Mimi Chocolate
- Packet of Mimi chocolate bar orange flavour
- Product type: Confectionery
- Owner: Mimi Chocolate Ltd.
- Country: Bangladesh
- Introduced: 1965; 61 years ago
- Discontinued: 2018
- Markets: National

= Mimi Chocolate =

Brand of chocolate bar

Mimi Chocolate was a Bangladeshi brand of chocolate bar and chewing gum manufactured by Mimi Chocolate Ltd. It was introduced in Bangladesh in 1965. The company's chocolate products were first available in the country, so Mimi Chocolate was the first chocolate brand in Bangladesh. It had monopoly market in chocolate bar industry of Bangladesh.

==History==
It was established on 4046.856 square meter industrial plot. After the independence of Bangladesh, Bangladesh Freedom Fighter Welfare Trust acquired Mimi Chocolate Limited which was situated in Tejgaon Industrial Area. Mimi Chocolate was successful in business because in that time there was a few chocolate brand in Bangladesh. There was less chance to import foreign chocolate products. That's why for 18 years Mimi Chocolate was popular chocolate brand. In 1990s, Mimi used to sell chocolate bars and chewing gum with an annual value of at least Tk 6 crore.

==Product==
As products, Mimi sold chocolate bars and chewing gum. The chocolate bars were packaged in brown paper.

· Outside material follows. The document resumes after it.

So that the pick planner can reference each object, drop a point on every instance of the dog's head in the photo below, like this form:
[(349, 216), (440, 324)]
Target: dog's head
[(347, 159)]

There were two flavours of Mimi chocolate bar:
- Milk flavour
- Orange flavour

==Advertising==
A TV commercial of Mimi Chocolate was broadcast in BTV, which was the only television of that time. The promotional activity of Mimi Chocolate was quite weak. They did not intensify their promotional activities because of less competitors.

==Discontinuation==
17 years later, the company started to collapse due to many issues. The difference between the price of the product and its cost gradually decreases for its outdated machines. In 2000 its difference went to highest point. In 2009, Its operational activities were stopped but opened again. But it couldn’t cope up with competitors and solve its issues. In 2018, Mimi Chocolate Limited was closed permanently.